Online vintage clothing retailer Modcloth’s Alicia Barnes, in the other hand, sees Pinterest as their best source of free referrals in terms of traffic and revenue. Ninety-nine percent of the approximately 7,000 pins tagged on their Pinterest board comes from advocates of the ModCloth brand and products, she says.
Other big brands that have adopted Pinterest to their advantage include Whole Foods (they not only focus on foods but related themes including holidays, cooking, recycling, art projects and the Whole Planet Foundation) and Travel Channel (the U.S. cable TV network taps into interests such as animals, street food, behind-the-scenes personal photos, beaches, landmarks and souvenirs).
Getting Started with Pinterest
Does your business need to be on Pinterest? Not necessarily. But I’ll be honest in telling you that I am including Pinterest in the social media strategy for a client for the first time this month. Why? For one, Pinterest is attracting eyeballs. Lots of them. At the time of writing this post, Pinterest is now the 16th most visited website in the United States, attracting more American visitors than even AOL or Paypal.
Obviously Pinterest is a visual site, so the question you need to ask yourself is: Do the products and services that my company sells have visual aspects to them? If they are visually appealing, Pinterest is a no-brainer for your company to at least establish a presence and experiment with. Similar to how even a B2B social media website like LinkedIn has compelling uses for B2C companies, B2B businesses can also leverage whatever visual aspects they might have to use Pinterest as well. Looking for ideas? Check out the my Pinterest page. Guess what? Over the last 10 days, outside of search engines, that page (which is very much a work-in-progress) is now sending me the 5th most traffic – more than LinkedIn!

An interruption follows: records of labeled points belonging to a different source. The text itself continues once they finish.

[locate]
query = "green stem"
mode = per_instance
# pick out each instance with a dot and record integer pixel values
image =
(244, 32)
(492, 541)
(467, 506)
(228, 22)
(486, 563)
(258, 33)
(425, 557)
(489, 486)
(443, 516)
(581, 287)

Since I’ve hopefully perked your interest, here’s 5 easy pointers to help you get started with Pinterest:
- Optimize. Just like with any other social media platform, make sure that you optimize your bio, location, and potentially even your URL and name, for SEO.
- Brand. There are a few options for your profile photo, but if you have an optimized Facebook image, use that as it gives you the most real estate for your branding on your page.
- Strategize. Users can have multiple Pinboards, each having a different theme. Pinterest creates some sample boards for you which you should edit. I recommend that, wherever possible, align your social media content strategy with your Pinterest board themes.
- Engage. If you can find them, engage with your target customer. You can search by category or simply by keyword. Check out their boards, and if you come across a pin that you like and find appropriate, you can either Like or Repin it on one of your Pinboards using the icons that show up when you hover over the item. At the least you can simply comment on the pin.
- Follow. Similar to the engagement advice, following relevant boards of your target customer, or as part of your Pinterest content curation, is a simple way to engage and potentially be found by others.
Once you’ve gotten your feet wet, here are a few advanced tips that will help you in promoting your brands and products through Pinterest:
- Use it like a focus group to find out how what your followers like (or dislike) through their boards.
- Run contests, like having people Pin photos of them using your products, to generate buzz. It’s a great way of drumming up interest to a large audience at virtually zero cost and with active engagement all throughout to boot.
- Promote a lifestyle. Pin photos that capture the culture of your company or its brand essence instead of straight up posting product shots.
- If you have videos on YouTube, why not pin them as well?